Halperin looks at the limits of desire and shows that they cannot be explained through the analysis of each individual psyche and instead proposes a “poetical-philosophical-political exegesis in smooth and sleek language which makes the book a small treasure in the field of gay studies. He looks at the idea of bare backing or unprotected sex and shows that the key to understanding is not in the realm of psychology because it attempts to hide moral assumptions on the nature of sex/ Instead he looks to the various disciplines of queer thought which provide extremely interesting possibilities for the exploration of what gay men really want and uses readings by both obscure and well known queer theorists.

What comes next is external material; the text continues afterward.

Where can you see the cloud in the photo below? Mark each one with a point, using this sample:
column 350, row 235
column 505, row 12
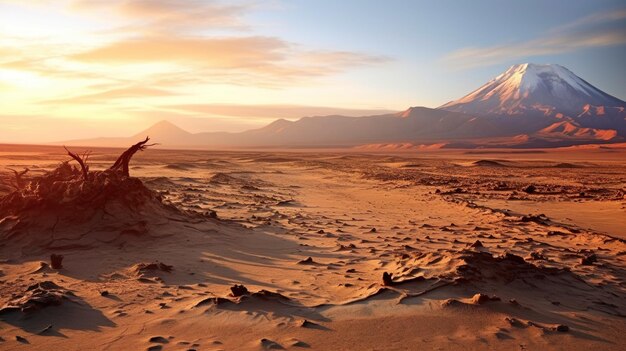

In this theory which he provides he shows that gay men use abjection to formulate alternative and non-moralistic models to think about the subjectivity of the modern gay male. What we get are creative and non-judgmental ways to hinder the spread of the AIDS virus as well as news to consider our lives.

I am sure that this sounds like heady stuff but Halperin writes in a way that everything is totally comprehensible and understandable. It’s good to have a voice like this to weigh in with a new opinion.